Affiliations: [a] School of Medicine, University of Virginia, Charlottesville, VA, USA | [b] Department of Radiology, Vanderbilt University, Nashville, TN, USA | [c] Department of Neurology, Vanderbilt University, Nashville, TN, USA | [d] Department of Biomedical Engineering, Vanderbilt University, Nashville, TN, USA | [e] Department of Psychology, Vanderbilt University, Nashville, TN, USA | [f] Department of Neurosurgery, Vanderbilt University, Nashville, TN, USA
Correspondence to: Daniel O. Claassen, MD, MS,Vanderbilt University, Department of Neurology, 1161 21st Avenue South A-0118, Nashville, TN 37232-2551, USA. Tel.: +1 615 936 1007; Fax: +1 615 343 3946; E-mail: firstname.lastname@example.org.
Note:  These authors contributed equally to the manuscript.
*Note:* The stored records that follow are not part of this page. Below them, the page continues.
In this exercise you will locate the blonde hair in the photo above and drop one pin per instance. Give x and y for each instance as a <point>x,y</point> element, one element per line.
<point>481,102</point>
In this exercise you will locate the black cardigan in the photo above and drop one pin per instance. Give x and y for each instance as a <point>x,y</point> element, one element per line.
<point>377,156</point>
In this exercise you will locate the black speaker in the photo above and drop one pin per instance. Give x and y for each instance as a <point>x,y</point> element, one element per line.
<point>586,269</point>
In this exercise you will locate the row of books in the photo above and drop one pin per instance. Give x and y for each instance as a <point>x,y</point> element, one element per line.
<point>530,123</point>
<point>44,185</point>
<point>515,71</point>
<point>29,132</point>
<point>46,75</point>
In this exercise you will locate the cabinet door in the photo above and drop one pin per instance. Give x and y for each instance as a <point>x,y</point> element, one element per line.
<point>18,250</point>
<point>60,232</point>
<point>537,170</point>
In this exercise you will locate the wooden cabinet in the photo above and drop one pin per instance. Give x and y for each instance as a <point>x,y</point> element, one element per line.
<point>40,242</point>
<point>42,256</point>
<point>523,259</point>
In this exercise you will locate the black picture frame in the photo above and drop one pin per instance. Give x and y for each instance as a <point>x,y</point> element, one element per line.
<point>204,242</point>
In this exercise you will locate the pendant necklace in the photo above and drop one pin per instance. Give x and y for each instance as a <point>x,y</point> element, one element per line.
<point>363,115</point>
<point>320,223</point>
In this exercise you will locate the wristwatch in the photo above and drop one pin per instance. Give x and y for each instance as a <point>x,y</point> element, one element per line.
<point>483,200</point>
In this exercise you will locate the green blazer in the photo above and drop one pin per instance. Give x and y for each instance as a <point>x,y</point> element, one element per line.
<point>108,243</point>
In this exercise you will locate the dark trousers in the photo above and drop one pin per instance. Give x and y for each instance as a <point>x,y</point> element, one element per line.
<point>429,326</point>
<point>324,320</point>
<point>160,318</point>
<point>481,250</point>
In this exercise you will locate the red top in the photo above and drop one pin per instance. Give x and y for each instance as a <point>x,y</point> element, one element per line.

Abstract: Background: Parkinson’s Disease patients with predominant gait dysfunction appear to have reduced cortical thickness compared to other motor phenotypes. The extent to which advancing age or disease duration impact the pattern of these distinctions is unclear. Objective: We examine if PD patients with predominant signs of postural instability and gait dysfunction are distinguished by distinct patterns of cerebral atrophy, and how these differences are influenced by age and disease duration. Methods: The Unified Parkinson’s Disease Rating Score (UPDRS) was administered to 196 PD patients (age = 61.4±8.9yrs) in the Off and On dopamine state. All completed a structural T1-weighted brain MRI. We defined 3 motor phenotypes: tremor dominant, akinetic-rigid, and postural instability with gait disorder. General linear modeling quantified cortical thickness in relation to disease duration, and motor improvement after dopaminergic therapy. Cortical thickness and subcortical volumes were compared between the three motor subtypes, after controlling for disease duration and age. Results: We identified 177/196 patients who met criteria for a motor subtype. When corrected for disease duration, postural-instability patients had marked cortical thinning of the bilateral frontal-temporal and posterior cortical regions (cuneus/precuneus). After regressing for age, reduced frontal thickness was evident in patients with gait dysfunction. Widespread cortical thinning was associated with increasing disease duration and reduced motor improvement to dopaminergic therapy. Conclusions: Results emphasize that the profile of motor signs, especially prominent gait manifestations, relate to cortical thinning in distinct regions. Unique patterns of atrophy appear to be driven by advancing pathology related to age and disease duration.